![]() |
| Crédito da imagem: Igor Carreira/UniFAJ |
No
Outubro Rosa, médicas-veterinárias da UniFAJ e UniMAX falam sobre formas de
prevenção
Outubro
é Rosa e traz como conscientização a importância do diagnóstico precoce do
câncer de mama. E, assim como ocorrem com os humanos, a doença traz também um
alerta para tutores de cães e gatos. Dados do Conselho Federal de Medicina
Veterinária (CFMV) indicam que o câncer de mama afeta em média 45% das cadelas
e 30% das gatas, sendo a neoplasia mamária a mais frequente, representando
entre 50 e 70% de todos os tumores.
“As
fêmeas são mais predispostas e o tumor de mama acaba sendo o mais comum,
enquanto que entre a gatas é o terceiro com maior incidência. Em cães machos a
probabilidade é baixa, porém tem alta malignidade”, saliente a
médica-veterinária e docente do curso de Medicina Veterinária do Centro
Universitário de Jaguariúna (UniFAJ), Dra. Aline Ambrogi.
Os
tumores nas mamas costumam ser mais frequentes em cadelas a partir dos 8 anos
de idade, não castradas, e que possivelmente tenham tomado injeções
anticoncepcionais. Estudos recentes indicam como causas do câncer a
predisposição genética, variações hormonais, além da dieta e do ambiente em que
convivem.
Diante
do risco da doença, é importante que o tutor fique alerta quanto ao surgimento
de nódulos nas mamas do animal. Com certa frequência, é necessário que se faça
uma avaliação, posicionando o pet de barriga para cima e apalpando suas mamas.

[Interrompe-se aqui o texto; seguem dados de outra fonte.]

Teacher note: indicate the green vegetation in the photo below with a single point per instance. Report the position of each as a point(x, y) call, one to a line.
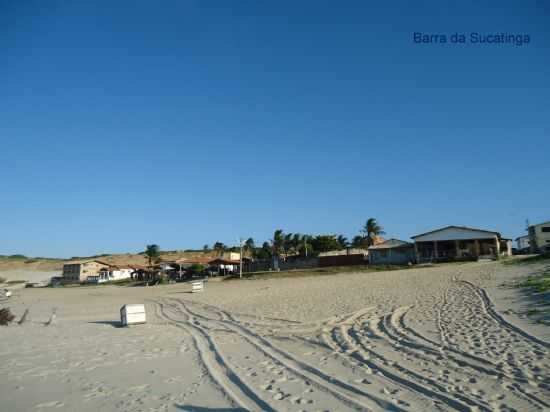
point(545, 257)
point(153, 254)
point(540, 283)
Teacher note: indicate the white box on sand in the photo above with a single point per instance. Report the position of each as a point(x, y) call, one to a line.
point(197, 287)
point(132, 314)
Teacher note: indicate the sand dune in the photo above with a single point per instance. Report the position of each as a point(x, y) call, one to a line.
point(420, 339)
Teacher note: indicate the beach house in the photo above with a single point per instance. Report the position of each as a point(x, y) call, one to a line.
point(391, 252)
point(460, 243)
point(78, 271)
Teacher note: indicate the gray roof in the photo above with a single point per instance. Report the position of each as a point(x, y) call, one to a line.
point(456, 227)
point(390, 244)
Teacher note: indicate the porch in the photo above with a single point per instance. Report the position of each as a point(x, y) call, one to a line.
point(457, 250)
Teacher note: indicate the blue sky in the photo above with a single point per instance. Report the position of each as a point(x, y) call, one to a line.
point(184, 123)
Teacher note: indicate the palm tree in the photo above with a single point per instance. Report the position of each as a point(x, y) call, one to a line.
point(278, 242)
point(372, 230)
point(249, 245)
point(358, 241)
point(153, 254)
point(219, 247)
point(343, 241)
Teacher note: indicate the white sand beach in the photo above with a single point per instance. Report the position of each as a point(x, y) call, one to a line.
point(443, 338)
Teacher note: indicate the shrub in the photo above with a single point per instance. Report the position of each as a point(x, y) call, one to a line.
point(6, 316)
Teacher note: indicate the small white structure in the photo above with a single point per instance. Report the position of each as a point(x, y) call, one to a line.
point(132, 314)
point(197, 287)
point(108, 274)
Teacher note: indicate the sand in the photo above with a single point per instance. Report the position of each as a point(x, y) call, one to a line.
point(443, 338)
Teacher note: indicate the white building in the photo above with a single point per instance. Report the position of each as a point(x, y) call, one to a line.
point(110, 274)
point(523, 243)
point(539, 237)
point(460, 243)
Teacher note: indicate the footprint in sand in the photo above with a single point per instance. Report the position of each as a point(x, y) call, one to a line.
point(53, 404)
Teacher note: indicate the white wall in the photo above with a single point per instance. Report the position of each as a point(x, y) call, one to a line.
point(454, 234)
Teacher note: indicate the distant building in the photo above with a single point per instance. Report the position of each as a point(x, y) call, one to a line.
point(109, 274)
point(539, 237)
point(78, 271)
point(523, 243)
point(460, 243)
point(345, 252)
point(391, 252)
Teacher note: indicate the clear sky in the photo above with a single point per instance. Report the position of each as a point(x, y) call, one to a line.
point(183, 123)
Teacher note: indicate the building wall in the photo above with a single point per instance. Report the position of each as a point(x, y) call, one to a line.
point(539, 237)
point(454, 234)
point(397, 256)
point(343, 260)
point(523, 242)
point(79, 272)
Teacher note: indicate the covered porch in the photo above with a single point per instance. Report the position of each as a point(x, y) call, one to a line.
point(452, 250)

É importante salientar que cadelas possuem 5 pares, enquanto que os felinos
quatro.
“Caso
seja identificado caroços ou bolinhas na região, é indispensável levar o animal
para uma avaliação com médico-veterinário. Num primeiro momento são realizados
exames de biópsia, citologia e histopatológico. Radiografia de tórax,
ultrassonografia e tomografia também são importantes para um melhor diagnóstico
da doença”, explica a médica-veterinária da UniFAJ.
Além
de bolinhas e caroços, outros sintomas que podem indicar que o animal está com
câncer de mama são:
- Dor na região das mamas;
- Presença de secreções na região mamaria;
- Apatia;
- Falta de apetite;
- Febre;
- Dificuldade respiratória quando há evolução para metástase pulmonar).
Câncer
de mama tem cura, mas o diagnóstico precisa ser precoce
O
câncer de mama em pets tem cura, entretanto, precisa ser diagnosticado o mais
cedo possível. Dados do CFMV indicam que 20% dos diagnósticos são tardios, o
que dificulta ainda mais o tratamento. Cerca de 50% dos tumores mamários em
cadelas são malignos e podem ter comportamento agressivo ou metastático. Entre
os gatos, aproximadamente 90% dos tumores são malignos e agressivos, e 80% tendem
a metastatizar em um ano.
Por
isso é tão importante realizar o diagnóstico precoce para dar início ao
tratamento, que será realizado com base no tipo de tumor, complexidade e em que
estágio a doença se encontra. A partir daí, o cuidado inicial é a remoção
cirúrgica, com margens amplas, e pode ser seguido ou não de tratamento
quimioterápico.
Para a
médica-veterinária e docente do curso de Medicina Veterinária do Centro Universitário
Max Planck (UniMAX Indaiatuba), Dra. Danieli Perez Fernandes, apesar das
chances altíssimas de cura, agir de forma preventiva sempre será a melhor
opção. É importante fazer check-up em cães e gatos a cada seis meses, e o
principal: realizar a castração!
“O
tumor mamário dependente de questões genéticas e hormonais para se desenvolver
e, com a castração, conseguimos cessar essa produção. Estudos indicam que 99%
das cadelas castradas antes do primeiro cio não desenvolvem câncer de mama. A
castração precoce em gatas reduz em 91% as chances de desenvolvimento de lesões
de mama. Se a castração for
realizada até o terceiro cio, a proteção é menor, mais ainda existe.”, revela.
A
recomendação é castrar cadelas e gatas entre 6 a 7 meses de vida, que é o
período entre o primeiro e o segundo cio. Evitar o uso de anticoncepcionais,
como as “injeções anti cio”, também é necessário para evitar tumores de mamas.